Mehr als sechzig Jahre ist das mittlerweile her, doch die 69-Jährige kämpft bis heute mit den körperlichen und psychischen Folgen. Wie ihr geht es vielen Ureinwohnern in Kanada, die vom Staat über Jahrzehnte zwangsweise in eigens dafür eingerichtete Indianerinternate eingewiesen und dort systematisch erniedrigt, geschlagen und misshandelt wurden.

Das Ziel dieser Politik: Die Ureinwohner sollten ihrer Kultur beraubt und in der weißen Gesellschaft assimiliert werden. Vor einiger Zeit hat Alpine ihre Geschichte der Wahrheits- und Versöhnungskommission erzählt, die von der kanadischen Regierung damit beauftragt worden war, die Zustände in den Internatsschulen zu dokumentieren. Die Kommission führte dazu über sechs Jahre hinweg über 6.000 Interviews – am Dienstag nun wurden die Ergebnisse vorgestellt.

Quälereien, Erniedrigungen, Einsamkeit

Der Abschlussbericht legt eines der dunkelsten Kapitel der kanadischen Geschichte schonungslos offen. Laut Kommission mussten zwischen 1883 und 1996 mehr als 150.000 Ureinwohnerkinder die Zwangsinternate besuchen, die vom Staat eingerichtet und finanziert und von den Kirchen betrieben wurden. 6.000 Kinder kehrten nicht zurück. Sie starben an den Folgen der Quälereien, der Erniedrigungen oder der Einsamkeit.

Der Kommissionsvorsitzende, Justice Murray Sinclair, sprach bei der Vorstellung des Berichts von einem „kulturellen Völkermord“, eine Einschätzung, die sich auch Kanadas oberste Richterin Beverly McLachlin wenige Tage zuvor zu eigen gemacht hatte. Ziel der kanadischen Politik sei es lange gewesen, „den Indianer im Kind“ zu töten und das „sogenannte Indianerproblem“ ein für alle Mal zu beseitigen, so McLachlin.

Tatsächlich listet der Bericht horrende Zustände auf. So gehörten sexueller Missbrauch und physische Gewalt in vielen Internaten zu Alltag. Knapp 32.000 ehemalige Schüler wurden wegen dieser Gewalttaten entschädigt, 6.000 Anträge werden noch bearbeitet.
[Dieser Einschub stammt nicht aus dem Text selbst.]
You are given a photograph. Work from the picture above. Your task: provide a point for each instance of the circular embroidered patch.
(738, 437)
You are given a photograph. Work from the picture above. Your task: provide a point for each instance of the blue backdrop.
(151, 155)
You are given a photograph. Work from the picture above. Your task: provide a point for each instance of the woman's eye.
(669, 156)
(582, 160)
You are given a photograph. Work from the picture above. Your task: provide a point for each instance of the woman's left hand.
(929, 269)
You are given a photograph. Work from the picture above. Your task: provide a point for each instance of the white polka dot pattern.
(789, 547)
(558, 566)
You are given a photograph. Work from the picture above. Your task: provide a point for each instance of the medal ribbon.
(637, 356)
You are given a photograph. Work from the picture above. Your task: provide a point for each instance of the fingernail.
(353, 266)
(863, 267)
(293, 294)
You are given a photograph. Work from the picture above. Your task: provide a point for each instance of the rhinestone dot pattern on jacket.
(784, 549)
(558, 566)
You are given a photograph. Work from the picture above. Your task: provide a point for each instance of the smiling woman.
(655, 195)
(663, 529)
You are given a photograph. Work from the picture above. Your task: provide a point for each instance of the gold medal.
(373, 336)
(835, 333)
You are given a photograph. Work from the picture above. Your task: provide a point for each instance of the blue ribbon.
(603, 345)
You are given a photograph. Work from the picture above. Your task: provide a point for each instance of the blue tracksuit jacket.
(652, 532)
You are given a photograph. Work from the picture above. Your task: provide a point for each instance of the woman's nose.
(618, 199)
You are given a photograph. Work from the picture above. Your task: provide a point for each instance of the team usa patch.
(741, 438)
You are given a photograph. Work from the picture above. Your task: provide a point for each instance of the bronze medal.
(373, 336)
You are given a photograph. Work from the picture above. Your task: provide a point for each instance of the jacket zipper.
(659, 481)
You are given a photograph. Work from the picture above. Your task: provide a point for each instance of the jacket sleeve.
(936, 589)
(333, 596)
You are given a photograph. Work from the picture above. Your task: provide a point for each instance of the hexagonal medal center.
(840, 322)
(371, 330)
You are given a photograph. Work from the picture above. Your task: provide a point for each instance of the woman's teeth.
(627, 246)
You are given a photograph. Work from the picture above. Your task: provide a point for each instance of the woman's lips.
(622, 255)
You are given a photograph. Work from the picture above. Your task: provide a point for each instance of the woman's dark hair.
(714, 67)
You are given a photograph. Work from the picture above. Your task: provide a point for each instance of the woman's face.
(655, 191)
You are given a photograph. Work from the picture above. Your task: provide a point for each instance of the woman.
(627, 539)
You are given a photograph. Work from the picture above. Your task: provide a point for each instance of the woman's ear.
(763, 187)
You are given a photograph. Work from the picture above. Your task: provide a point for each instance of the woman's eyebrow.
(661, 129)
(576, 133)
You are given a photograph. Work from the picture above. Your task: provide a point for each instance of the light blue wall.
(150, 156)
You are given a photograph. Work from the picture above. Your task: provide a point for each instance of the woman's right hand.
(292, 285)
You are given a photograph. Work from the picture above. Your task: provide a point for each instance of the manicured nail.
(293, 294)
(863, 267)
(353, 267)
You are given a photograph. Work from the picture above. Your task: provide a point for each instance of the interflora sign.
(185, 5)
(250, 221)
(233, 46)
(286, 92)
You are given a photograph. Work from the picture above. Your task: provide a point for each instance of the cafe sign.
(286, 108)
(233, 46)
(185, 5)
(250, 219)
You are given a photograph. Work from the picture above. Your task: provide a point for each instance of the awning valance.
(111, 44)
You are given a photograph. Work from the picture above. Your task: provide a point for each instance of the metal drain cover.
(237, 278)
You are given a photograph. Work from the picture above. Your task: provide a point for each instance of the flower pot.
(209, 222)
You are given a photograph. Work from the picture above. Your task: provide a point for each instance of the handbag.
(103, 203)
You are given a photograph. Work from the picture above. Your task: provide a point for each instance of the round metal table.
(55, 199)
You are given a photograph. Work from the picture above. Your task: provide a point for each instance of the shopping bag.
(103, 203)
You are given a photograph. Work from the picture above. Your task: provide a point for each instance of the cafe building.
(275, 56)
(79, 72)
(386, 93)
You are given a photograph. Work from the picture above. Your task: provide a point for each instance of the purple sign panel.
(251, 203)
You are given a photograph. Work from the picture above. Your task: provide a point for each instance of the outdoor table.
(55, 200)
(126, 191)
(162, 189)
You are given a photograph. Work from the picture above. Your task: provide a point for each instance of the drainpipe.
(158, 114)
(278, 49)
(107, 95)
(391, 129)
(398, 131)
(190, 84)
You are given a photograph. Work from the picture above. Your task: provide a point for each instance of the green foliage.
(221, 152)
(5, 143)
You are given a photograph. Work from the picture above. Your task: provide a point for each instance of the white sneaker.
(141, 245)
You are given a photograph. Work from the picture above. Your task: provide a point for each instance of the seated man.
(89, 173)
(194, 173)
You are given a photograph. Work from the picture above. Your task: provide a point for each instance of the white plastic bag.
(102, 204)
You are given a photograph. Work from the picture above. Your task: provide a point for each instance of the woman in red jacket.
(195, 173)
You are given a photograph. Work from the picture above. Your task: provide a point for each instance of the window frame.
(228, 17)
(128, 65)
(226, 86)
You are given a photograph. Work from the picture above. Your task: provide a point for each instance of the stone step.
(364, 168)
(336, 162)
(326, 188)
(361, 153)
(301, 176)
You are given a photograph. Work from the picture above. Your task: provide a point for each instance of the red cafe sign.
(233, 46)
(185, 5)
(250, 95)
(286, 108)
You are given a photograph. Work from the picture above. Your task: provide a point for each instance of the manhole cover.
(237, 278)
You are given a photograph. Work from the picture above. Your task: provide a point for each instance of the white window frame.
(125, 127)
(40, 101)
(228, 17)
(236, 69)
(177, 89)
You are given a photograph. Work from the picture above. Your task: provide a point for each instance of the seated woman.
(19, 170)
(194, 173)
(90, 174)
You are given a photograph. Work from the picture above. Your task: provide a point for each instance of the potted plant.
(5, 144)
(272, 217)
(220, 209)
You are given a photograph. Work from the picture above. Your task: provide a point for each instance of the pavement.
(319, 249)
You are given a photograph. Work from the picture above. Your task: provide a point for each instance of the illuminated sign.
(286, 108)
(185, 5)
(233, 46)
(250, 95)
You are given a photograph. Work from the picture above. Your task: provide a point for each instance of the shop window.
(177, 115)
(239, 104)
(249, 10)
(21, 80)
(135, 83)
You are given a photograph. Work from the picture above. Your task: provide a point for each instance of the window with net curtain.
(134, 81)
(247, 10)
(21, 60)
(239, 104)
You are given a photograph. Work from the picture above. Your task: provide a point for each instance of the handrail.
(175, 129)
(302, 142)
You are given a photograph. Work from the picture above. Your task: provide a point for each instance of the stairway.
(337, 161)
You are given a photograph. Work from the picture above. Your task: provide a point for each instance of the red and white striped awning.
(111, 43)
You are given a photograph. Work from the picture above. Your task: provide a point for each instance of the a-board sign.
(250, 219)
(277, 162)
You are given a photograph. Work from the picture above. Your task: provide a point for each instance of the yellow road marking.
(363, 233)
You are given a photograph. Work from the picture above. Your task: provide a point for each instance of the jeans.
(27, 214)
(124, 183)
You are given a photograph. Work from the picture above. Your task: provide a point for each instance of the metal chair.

Knapp drei Milliarden Dollar hat die Regierung bislang an die Opfer ausgezahlt.

Kontakt zu den Eltern unerwünscht

In den Schulen waren die eigenen Sprachen verboten, ebenso kulturelle Bräuche und Feiern. Kontakt zu den Eltern oder anderen Familienmitgliedern war unerwünscht. Die meisten Kinder durften nur einmal im Monat Besuch bekommen – wenn überhaupt. Viele wuchsen ohne ihre leibliche Familien auf. Manchmal wurde den Kindern medizinische Hilfe verweigert, um die Taten zu vertuschen.

Nicht wenige Ureinwohner nahmen sie sich später aus Scham und Angst über den Missbrauch das Leben. „Jeden Tag wurde uns eingetrichtert, wie schlecht wir sind, und nach einer Weile haben wir es tatsächlich geglaubt“, berichtet auch Dorothy Alpine. Es ist eine Gewaltspirale, die bis heute nachwirkt: In vielen Indianergemeinden Kanadas gibt es mehr Selbstmorde, Verbrechen und Drogenprobleme als im Rest des Landes.

Die kanadische Regierung hatte sich vor sieben Jahren in einer Erklärung zu ihrer historischen Verantwortung bekannt und sich für die Vorfälle entschuldigt. Von einem „kulturellen Genozid“ aber hat die Regierung bislang nicht gesprochen.